Executive condos gain cachet as resale units generate windfall profits

Copen Grand sold 465 units, or 73 per cent, at prices averaging $1,300 psf at its launch in October, and was fully sold a month later. PHOTO: LIANHE ZAOBAO FILE

SINGAPORE – Executive condominiums (ECs) are gaining cachet with Housing Board upgraders as the gap between the median prices of new ECs and new condominiums in the suburbs has widened in recent years.

ECs are a hybrid of private and public housing built by private developers, but sold at lower prices compared with private condos. They tend to appeal to first-time Singaporean home buyers and, in recent months, to HDB upgraders facing rising interest rates and heightened macroeconomic uncertainty.

This is evidenced by the robust take-up of the 639-unit Copen Grand in Tengah and the 618-unit Tenet in Tampines at their launch dates.

In December, Tenet sold 447 units, or 72 per cent, at an average price of about $1,360 per sq ft (psf).

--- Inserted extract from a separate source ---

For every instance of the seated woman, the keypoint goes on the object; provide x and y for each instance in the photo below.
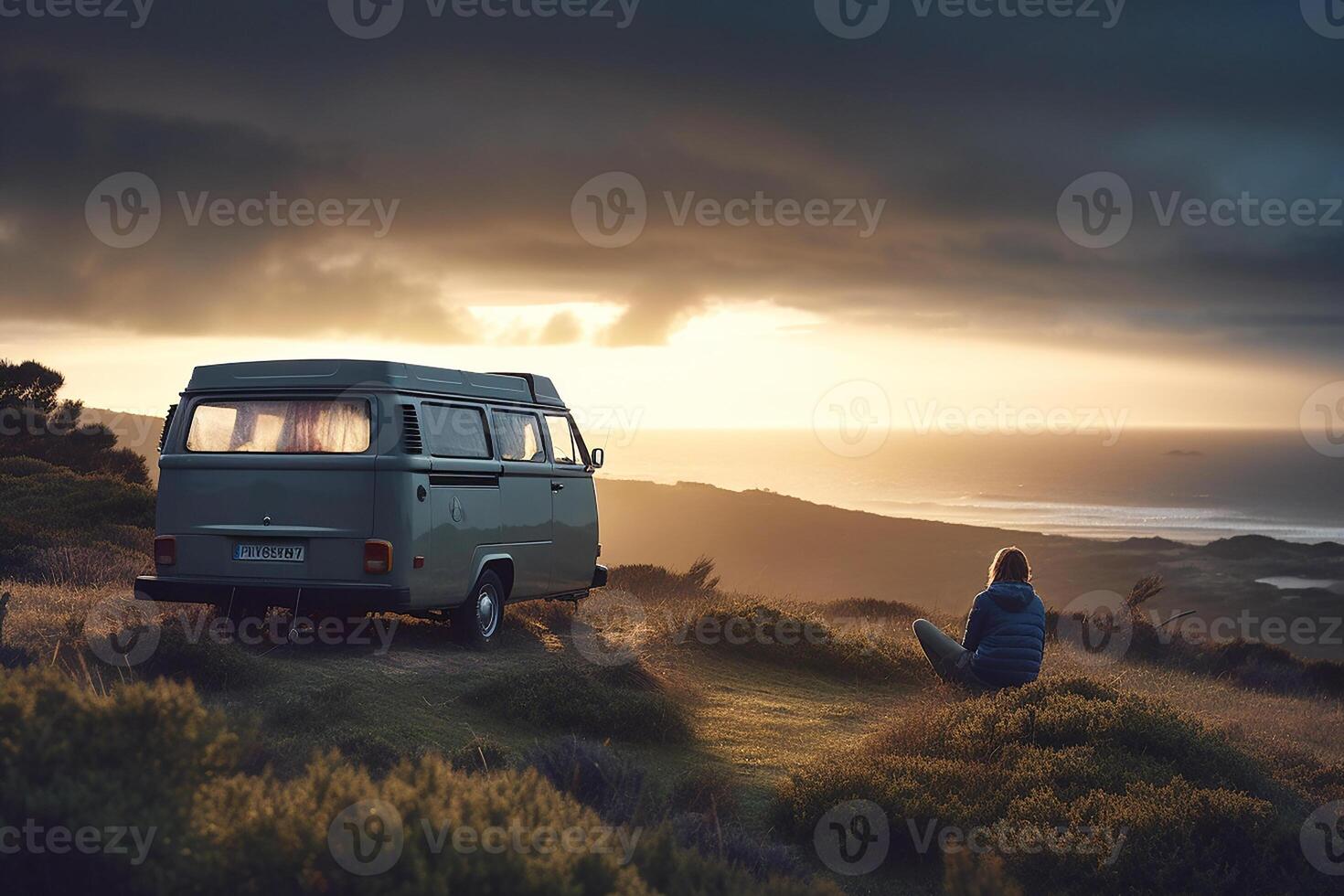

Copen Grand sold 465 units, or 73 per cent, at prices averaging $1,300 psf at its launch in October, and was fully sold a month later.

In 2022, median new EC prices were 33 per cent lower than those of new suburban condos, compared with a 27 per cent discount in 2021, and a 23 per cent discount in 2019, noted Ms Tricia Song, CBRE’s head of research for South-east Asia.

On the other hand, the median price gap between new and resale ECs has been narrowing, as resale EC prices rose at a faster pace than that of new ECs. The discount dropped to 18.5 per cent in 2022, from 28.6 per cent in 2019, noted OrangeTee & Tie’s senior vice-president of research and analytics Christine Sun.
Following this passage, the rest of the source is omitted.